Certain statements made in this release are "forward-looking statements" within the meaning of the Private Securities Litigation Reform Act of 1995. Such statements are based on current expectations and are subject to a number of risks and uncertainties that could cause actual results and performance to differ materially from any expected future results or performance, expressed or implied, by the forward-looking statements. Transportation Technologies assumes no responsibility to update any of the forward-looking statements contained herein.

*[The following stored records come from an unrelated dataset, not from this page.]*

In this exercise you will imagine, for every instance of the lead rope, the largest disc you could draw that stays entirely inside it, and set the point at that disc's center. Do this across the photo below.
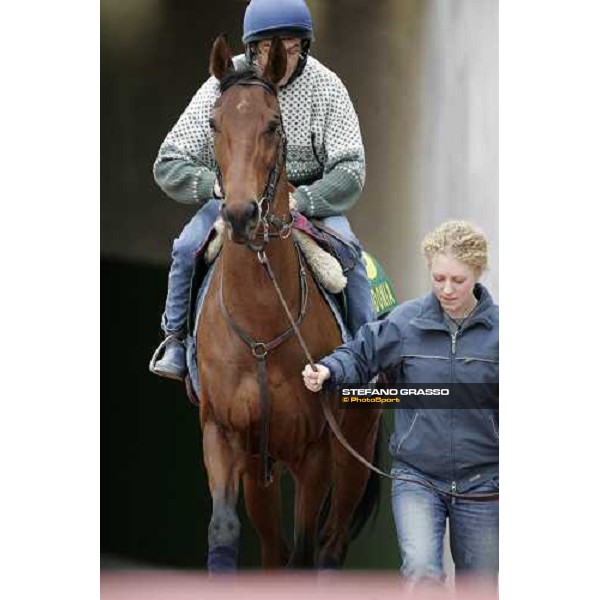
(264, 260)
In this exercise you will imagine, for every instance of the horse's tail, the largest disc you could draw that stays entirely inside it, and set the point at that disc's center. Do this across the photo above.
(368, 507)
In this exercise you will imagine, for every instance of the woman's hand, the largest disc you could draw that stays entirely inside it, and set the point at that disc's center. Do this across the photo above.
(314, 380)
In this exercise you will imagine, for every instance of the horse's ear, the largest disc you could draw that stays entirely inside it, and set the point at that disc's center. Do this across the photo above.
(220, 58)
(277, 63)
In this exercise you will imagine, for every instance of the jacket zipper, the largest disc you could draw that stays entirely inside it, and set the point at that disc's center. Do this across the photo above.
(452, 357)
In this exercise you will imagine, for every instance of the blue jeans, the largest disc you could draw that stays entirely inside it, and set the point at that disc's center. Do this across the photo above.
(420, 514)
(360, 304)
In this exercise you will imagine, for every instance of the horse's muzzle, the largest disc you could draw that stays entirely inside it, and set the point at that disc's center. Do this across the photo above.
(242, 218)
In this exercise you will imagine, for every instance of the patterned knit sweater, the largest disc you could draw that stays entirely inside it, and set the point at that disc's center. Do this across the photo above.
(325, 160)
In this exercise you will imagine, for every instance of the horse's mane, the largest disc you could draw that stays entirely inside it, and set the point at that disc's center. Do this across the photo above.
(244, 76)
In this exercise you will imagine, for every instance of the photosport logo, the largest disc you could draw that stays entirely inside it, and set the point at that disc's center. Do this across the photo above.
(454, 395)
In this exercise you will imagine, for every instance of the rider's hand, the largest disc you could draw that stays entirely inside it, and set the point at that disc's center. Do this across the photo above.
(217, 189)
(314, 380)
(293, 203)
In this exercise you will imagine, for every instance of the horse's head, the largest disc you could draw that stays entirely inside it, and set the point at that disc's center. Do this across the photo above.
(249, 138)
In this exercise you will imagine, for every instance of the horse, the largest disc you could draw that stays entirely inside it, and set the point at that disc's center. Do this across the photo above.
(256, 416)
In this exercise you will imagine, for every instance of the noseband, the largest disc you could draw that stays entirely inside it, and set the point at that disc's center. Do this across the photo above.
(266, 217)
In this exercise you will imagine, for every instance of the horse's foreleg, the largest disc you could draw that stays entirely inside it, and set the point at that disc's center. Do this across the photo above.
(313, 477)
(350, 479)
(263, 506)
(223, 479)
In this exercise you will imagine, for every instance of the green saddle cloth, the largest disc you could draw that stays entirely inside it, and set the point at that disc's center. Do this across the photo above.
(382, 290)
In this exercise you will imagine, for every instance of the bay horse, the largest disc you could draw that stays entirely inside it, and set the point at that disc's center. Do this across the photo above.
(245, 337)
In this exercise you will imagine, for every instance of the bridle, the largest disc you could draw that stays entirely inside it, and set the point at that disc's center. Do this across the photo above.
(260, 350)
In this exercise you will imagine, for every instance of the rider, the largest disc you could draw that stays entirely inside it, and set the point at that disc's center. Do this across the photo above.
(325, 161)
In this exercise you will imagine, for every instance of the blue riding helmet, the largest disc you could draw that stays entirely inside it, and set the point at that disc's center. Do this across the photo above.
(285, 18)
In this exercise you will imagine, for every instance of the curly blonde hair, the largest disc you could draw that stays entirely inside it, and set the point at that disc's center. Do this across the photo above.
(459, 239)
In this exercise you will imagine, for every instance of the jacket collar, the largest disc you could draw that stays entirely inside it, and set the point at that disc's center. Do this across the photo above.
(432, 315)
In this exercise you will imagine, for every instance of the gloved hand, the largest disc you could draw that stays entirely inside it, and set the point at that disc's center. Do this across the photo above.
(314, 380)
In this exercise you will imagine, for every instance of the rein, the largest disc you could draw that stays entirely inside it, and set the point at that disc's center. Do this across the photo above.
(337, 431)
(260, 351)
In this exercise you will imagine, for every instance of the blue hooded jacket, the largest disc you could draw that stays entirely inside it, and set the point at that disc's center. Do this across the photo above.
(455, 447)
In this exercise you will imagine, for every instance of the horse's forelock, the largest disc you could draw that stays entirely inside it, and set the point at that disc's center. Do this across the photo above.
(244, 76)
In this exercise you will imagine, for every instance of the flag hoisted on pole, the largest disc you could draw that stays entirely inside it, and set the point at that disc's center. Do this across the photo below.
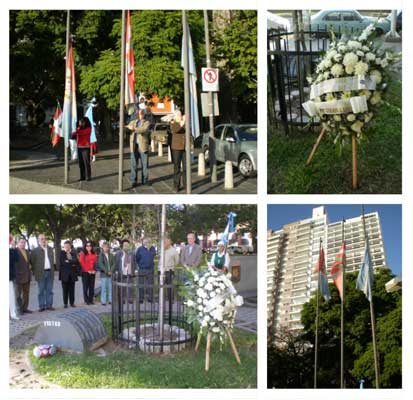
(57, 125)
(121, 106)
(322, 287)
(69, 117)
(364, 283)
(338, 273)
(229, 228)
(188, 110)
(129, 68)
(193, 96)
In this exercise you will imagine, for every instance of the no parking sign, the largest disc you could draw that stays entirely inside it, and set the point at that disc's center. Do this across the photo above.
(210, 79)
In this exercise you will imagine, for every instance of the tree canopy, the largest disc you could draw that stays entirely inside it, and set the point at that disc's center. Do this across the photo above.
(358, 349)
(37, 51)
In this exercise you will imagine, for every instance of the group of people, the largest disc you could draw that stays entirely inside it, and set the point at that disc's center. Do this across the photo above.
(139, 148)
(40, 263)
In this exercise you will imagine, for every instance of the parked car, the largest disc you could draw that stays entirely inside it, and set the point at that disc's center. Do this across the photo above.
(236, 143)
(341, 21)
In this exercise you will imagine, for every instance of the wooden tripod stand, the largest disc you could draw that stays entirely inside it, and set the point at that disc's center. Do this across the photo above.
(354, 155)
(208, 347)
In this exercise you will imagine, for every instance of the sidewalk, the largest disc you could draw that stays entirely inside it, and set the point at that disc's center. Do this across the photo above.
(35, 175)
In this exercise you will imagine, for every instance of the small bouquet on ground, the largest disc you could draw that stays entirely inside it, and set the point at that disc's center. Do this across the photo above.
(348, 85)
(212, 302)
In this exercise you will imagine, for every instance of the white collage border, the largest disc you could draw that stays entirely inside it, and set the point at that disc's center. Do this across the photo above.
(261, 199)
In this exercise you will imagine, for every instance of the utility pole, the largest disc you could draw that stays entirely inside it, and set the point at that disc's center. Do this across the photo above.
(66, 142)
(187, 105)
(121, 107)
(212, 160)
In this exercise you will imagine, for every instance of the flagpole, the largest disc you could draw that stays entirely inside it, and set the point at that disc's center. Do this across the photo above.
(373, 320)
(342, 308)
(187, 106)
(317, 320)
(66, 147)
(121, 107)
(212, 160)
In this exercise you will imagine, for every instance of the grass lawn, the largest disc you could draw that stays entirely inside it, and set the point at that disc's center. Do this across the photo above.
(379, 158)
(130, 369)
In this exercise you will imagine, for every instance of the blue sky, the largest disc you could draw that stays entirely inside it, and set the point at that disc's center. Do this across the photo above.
(390, 218)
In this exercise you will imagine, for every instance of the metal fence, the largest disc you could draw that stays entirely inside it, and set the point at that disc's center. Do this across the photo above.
(292, 57)
(141, 321)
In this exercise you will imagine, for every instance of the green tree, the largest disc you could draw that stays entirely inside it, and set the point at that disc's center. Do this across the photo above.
(359, 362)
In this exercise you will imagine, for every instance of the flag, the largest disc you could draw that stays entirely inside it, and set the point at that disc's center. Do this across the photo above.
(129, 68)
(365, 278)
(193, 97)
(57, 125)
(229, 228)
(69, 116)
(323, 282)
(337, 269)
(89, 114)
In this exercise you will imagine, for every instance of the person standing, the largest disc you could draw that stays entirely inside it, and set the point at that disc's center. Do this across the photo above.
(145, 256)
(69, 270)
(82, 136)
(139, 147)
(178, 149)
(220, 259)
(12, 277)
(125, 265)
(191, 254)
(88, 259)
(43, 266)
(106, 266)
(23, 275)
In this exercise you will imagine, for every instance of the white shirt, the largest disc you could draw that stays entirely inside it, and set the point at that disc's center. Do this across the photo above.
(46, 259)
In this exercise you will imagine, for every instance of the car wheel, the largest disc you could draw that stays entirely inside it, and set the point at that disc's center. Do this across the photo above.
(245, 166)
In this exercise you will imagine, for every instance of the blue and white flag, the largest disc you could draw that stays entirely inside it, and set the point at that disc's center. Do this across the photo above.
(229, 228)
(193, 97)
(89, 114)
(366, 278)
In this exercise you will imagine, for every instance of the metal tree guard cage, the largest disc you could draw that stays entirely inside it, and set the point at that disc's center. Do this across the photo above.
(136, 312)
(291, 58)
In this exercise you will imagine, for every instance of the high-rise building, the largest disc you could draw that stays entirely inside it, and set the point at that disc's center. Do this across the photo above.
(293, 251)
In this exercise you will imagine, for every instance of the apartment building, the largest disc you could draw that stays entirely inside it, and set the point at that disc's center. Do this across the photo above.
(293, 251)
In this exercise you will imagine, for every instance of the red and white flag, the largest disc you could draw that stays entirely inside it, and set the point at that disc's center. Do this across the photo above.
(57, 125)
(337, 269)
(129, 68)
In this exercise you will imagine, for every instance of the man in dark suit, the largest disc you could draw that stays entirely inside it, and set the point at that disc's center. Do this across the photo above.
(23, 272)
(43, 266)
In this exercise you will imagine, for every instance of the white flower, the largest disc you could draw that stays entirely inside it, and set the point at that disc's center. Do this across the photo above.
(239, 301)
(376, 75)
(357, 126)
(350, 59)
(361, 68)
(354, 44)
(337, 70)
(376, 98)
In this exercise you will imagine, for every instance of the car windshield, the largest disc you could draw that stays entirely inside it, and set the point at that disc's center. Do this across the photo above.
(247, 132)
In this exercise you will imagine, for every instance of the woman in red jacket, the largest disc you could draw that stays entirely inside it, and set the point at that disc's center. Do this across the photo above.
(88, 259)
(82, 136)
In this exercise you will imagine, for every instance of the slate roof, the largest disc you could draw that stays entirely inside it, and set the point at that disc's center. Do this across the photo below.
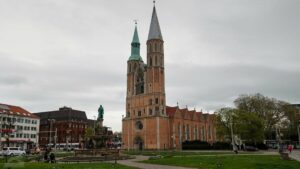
(154, 31)
(63, 114)
(16, 111)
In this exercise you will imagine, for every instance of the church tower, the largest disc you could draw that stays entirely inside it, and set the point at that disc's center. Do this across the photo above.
(146, 125)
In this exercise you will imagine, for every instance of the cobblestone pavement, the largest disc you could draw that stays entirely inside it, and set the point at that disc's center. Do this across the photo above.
(135, 163)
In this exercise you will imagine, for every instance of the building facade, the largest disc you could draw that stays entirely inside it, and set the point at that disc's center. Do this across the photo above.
(18, 127)
(148, 123)
(62, 127)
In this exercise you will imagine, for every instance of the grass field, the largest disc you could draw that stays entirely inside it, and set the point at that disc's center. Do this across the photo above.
(227, 162)
(63, 166)
(182, 153)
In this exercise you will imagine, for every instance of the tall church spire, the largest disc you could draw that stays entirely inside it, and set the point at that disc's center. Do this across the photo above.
(135, 46)
(154, 32)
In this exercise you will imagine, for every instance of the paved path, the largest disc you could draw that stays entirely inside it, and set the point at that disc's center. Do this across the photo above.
(134, 163)
(295, 155)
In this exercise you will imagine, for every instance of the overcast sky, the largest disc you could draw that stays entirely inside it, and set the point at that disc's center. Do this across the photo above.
(74, 53)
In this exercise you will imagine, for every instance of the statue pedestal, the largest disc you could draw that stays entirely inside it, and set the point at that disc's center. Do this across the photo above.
(100, 123)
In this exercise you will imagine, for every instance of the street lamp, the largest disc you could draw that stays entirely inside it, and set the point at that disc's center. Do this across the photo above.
(299, 133)
(95, 125)
(234, 148)
(50, 130)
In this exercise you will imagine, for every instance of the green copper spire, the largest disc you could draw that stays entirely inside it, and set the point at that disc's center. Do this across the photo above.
(135, 47)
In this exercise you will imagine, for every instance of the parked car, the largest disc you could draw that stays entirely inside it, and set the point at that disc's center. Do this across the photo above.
(11, 151)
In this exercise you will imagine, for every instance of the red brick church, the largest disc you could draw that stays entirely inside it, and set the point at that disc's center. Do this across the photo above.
(149, 123)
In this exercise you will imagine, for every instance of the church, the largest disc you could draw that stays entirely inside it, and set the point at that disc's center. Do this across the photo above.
(149, 123)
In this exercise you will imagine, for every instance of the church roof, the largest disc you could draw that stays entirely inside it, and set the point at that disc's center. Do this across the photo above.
(135, 47)
(154, 32)
(135, 38)
(15, 111)
(170, 110)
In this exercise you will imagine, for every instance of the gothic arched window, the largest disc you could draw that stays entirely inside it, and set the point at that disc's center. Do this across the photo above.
(139, 82)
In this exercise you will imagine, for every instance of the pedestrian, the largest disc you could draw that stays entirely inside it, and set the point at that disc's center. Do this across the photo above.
(290, 148)
(52, 158)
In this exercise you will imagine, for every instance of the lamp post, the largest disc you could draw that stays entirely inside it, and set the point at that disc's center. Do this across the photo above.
(299, 133)
(50, 130)
(94, 125)
(232, 137)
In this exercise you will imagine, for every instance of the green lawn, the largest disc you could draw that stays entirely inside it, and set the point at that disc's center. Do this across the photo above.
(182, 153)
(63, 166)
(228, 162)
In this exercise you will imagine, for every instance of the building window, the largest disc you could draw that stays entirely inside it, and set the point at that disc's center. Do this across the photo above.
(150, 111)
(156, 101)
(128, 114)
(156, 109)
(139, 125)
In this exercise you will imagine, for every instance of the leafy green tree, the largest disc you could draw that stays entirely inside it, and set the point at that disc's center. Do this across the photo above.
(247, 126)
(273, 112)
(223, 118)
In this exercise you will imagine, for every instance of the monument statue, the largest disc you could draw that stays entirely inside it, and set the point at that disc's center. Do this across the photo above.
(100, 113)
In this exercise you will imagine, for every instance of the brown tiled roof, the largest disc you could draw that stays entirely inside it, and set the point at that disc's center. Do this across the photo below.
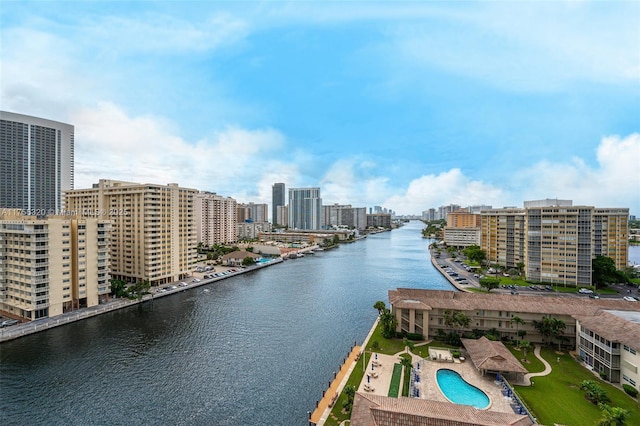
(240, 254)
(489, 355)
(377, 410)
(612, 327)
(463, 301)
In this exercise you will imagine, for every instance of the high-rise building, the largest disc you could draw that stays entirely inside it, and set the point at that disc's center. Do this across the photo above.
(344, 216)
(36, 163)
(282, 215)
(556, 243)
(153, 237)
(215, 218)
(253, 212)
(52, 265)
(379, 220)
(305, 208)
(277, 200)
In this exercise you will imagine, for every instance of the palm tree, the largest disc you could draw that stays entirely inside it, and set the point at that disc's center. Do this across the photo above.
(525, 345)
(557, 330)
(380, 306)
(517, 321)
(613, 416)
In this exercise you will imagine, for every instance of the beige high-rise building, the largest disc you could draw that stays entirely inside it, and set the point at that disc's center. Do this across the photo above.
(463, 219)
(502, 236)
(52, 265)
(556, 243)
(216, 218)
(154, 236)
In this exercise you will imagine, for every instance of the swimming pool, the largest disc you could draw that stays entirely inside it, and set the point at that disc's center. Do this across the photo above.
(458, 391)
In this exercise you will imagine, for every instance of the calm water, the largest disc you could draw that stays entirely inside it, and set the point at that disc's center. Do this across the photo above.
(256, 349)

THIS ANNOUNCEMENT IS NEITHER AN OFFER TO PURCHASE NOR A SOLICITATION OF AN OFFER TO SELL SHARES OF THE COMPANY. AT THE TIME THE OFFER IS COMMENCED, TRANSPORTATION ACQUISITION I CORP. AND THE COMPANY WILL FILE A TENDER OFFER STATEMENT WITH THE U.S. SECURITIES AND EXCHANGE COMMISSION AND THE COMPANY WILL FILE A SOLICITATION/RECOMMENDATION STATEMENT WITH RESPECT TO THE OFFER. THE TENDER OFFER STATEMENT (INCLUDING AN OFFER TO PURCHASE, A RELATED LETTER OF TRANSMITTAL AND OTHER OFFER DOCUMENTS) AND THE SOLICITATION/RECOMMENDATION STATEMENT WILL CONTAIN IMPORTANT INFORMATION WHICH SHOULD BE READ CAREFULLLY BEFORE ANY DECISION IS MADE WITH RESPECT TO THE OFFER. THE OFFER TO PURCHASE, THE RELATED LETTER OF TRANSMITTAL AND CERTAIN OTHER OFFER DOCUMENTS, AS WELL AS THE SOLICITATION/RECOMMENDATION STATEMENT, WILL BE MADE AVAILABLE TO ALL STOCKHOLDERS OF THE COMPANY, AT NO EXPENSE TO THEM. THE TENDER OFFER STATEMENT (INCLUDING THE OFFER TO PURCHASE, THE RELATED LETTER OF TRANSMITTAL AND ALL OTHER OFFER DOCUMENTS FILED WITH THE COMMISSION) AND THE SOLICITATION/RECOMMENDATION STATEMENT WILL ALSO BE AVAILABLE AT NO CHARGE AT THE COMMISSION'S WEBSITE AT WWW.SEC.GOV.